Ali Eslami, Danilo Jimenez Rezende

There is more than meets the eye when it comes to how we understand a visual scene: our brains draw on prior knowledge to reason and to make inferences that go far beyond the patterns of light that hit our retinas. For example, when entering a room for the first time, you instantly recognise the items it contains and where they are positioned. If you see three legs of a table, you will infer that there is probably a fourth leg with the same shape and colour hidden from view. Even if you can’t see everything in the room, you’ll likely be able to sketch its layout, or imagine what it looks like from another perspective.

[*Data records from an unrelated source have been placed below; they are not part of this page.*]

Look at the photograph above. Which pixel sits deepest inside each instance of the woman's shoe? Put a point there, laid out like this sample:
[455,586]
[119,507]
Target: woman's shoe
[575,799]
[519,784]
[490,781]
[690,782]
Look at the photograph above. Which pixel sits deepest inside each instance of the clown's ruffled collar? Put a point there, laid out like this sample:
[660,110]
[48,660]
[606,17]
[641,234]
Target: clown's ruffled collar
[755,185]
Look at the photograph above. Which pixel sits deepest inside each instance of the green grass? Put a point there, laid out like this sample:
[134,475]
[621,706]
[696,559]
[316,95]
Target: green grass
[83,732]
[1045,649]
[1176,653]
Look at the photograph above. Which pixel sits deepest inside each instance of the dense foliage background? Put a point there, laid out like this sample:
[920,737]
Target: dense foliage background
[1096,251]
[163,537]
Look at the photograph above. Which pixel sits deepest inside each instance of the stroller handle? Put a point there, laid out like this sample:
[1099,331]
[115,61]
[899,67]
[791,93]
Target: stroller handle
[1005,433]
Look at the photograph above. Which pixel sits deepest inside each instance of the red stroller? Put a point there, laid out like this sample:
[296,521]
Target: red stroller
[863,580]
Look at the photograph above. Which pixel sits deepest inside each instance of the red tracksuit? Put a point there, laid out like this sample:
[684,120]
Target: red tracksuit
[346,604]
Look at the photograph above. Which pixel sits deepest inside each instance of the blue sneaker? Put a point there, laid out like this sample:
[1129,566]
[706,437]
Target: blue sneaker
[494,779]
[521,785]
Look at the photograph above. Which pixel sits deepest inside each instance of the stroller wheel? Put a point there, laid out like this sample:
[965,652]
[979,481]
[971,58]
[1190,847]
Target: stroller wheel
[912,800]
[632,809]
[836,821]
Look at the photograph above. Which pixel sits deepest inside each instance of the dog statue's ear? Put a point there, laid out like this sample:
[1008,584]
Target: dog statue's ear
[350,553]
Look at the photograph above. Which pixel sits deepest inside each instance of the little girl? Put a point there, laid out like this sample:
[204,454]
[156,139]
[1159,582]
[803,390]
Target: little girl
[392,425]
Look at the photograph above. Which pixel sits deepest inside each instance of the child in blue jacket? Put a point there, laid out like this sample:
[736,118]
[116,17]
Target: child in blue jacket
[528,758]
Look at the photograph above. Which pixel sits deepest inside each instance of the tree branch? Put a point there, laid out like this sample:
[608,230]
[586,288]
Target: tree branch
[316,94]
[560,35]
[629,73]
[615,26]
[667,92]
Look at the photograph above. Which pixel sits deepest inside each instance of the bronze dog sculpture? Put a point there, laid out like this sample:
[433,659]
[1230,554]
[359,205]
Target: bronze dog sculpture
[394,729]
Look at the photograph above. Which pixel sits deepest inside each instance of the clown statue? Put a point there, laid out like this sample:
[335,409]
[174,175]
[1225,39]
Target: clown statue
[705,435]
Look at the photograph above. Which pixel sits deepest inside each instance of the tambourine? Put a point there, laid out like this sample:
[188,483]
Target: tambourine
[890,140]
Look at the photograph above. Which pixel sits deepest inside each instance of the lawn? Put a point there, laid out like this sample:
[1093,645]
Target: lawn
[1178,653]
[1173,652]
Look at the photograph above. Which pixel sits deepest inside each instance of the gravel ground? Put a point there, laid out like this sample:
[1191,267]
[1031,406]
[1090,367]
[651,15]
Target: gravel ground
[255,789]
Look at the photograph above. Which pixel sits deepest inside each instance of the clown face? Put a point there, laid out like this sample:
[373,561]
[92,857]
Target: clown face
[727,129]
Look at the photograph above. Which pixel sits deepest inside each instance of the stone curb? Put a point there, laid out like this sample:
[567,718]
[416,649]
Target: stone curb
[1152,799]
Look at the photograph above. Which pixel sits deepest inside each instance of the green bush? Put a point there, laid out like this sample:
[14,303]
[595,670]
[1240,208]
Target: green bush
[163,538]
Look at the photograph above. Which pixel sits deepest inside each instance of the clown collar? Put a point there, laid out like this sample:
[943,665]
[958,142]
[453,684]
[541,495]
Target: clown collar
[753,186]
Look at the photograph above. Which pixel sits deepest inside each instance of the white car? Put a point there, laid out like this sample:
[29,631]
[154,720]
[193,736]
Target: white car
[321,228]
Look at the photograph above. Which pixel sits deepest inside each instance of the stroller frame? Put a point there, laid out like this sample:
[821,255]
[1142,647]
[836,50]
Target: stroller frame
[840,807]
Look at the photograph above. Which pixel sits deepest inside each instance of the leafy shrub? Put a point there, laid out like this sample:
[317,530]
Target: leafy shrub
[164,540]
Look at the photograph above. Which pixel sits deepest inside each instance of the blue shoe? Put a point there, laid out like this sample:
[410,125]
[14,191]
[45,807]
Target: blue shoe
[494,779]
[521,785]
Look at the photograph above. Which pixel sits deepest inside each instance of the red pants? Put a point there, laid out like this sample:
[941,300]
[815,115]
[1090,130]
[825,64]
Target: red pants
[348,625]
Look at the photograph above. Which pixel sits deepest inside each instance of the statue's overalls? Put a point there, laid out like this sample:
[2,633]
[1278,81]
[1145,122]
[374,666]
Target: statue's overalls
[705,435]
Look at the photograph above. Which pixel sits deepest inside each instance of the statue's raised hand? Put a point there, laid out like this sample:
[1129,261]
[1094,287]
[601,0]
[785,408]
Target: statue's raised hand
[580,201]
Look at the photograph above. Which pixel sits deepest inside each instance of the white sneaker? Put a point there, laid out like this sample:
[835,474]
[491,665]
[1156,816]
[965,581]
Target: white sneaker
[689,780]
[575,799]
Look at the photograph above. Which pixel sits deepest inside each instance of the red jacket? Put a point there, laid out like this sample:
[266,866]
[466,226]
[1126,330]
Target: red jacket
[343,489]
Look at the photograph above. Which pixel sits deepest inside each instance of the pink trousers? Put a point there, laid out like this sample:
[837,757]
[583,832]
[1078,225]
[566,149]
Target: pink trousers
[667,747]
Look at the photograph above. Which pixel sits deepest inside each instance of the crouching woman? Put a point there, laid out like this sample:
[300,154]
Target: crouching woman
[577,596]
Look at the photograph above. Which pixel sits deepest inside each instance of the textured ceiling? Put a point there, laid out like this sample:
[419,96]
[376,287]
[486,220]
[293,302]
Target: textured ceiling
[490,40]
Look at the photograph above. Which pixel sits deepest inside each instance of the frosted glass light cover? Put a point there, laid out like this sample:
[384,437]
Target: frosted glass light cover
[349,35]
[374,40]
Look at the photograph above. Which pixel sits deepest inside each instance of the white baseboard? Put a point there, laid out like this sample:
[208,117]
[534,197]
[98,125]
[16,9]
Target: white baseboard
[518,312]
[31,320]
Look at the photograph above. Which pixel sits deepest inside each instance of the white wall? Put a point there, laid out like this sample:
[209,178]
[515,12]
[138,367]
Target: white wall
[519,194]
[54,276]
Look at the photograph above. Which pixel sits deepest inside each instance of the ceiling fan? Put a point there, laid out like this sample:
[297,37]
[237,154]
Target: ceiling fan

These visual and cognitive tasks are seemingly effortless to humans, but they represent a significant challenge to our artificial systems. Today, state-of-the-art visual recognition systems are trained using large datasets of annotated images produced by humans. Acquiring this data is a costly and time-consuming process, requiring individuals to label every aspect of every object in each scene in the dataset. As a result, often only a small subset of a scene’s overall contents is captured, which limits the artificial vision systems trained on that data. As we develop more complex machines that operate in the real world, we want them to fully understand their surroundings: where is the nearest surface to sit on? What material is the sofa made of? Which light source is creating all the shadows? Where is the light switch likely to be?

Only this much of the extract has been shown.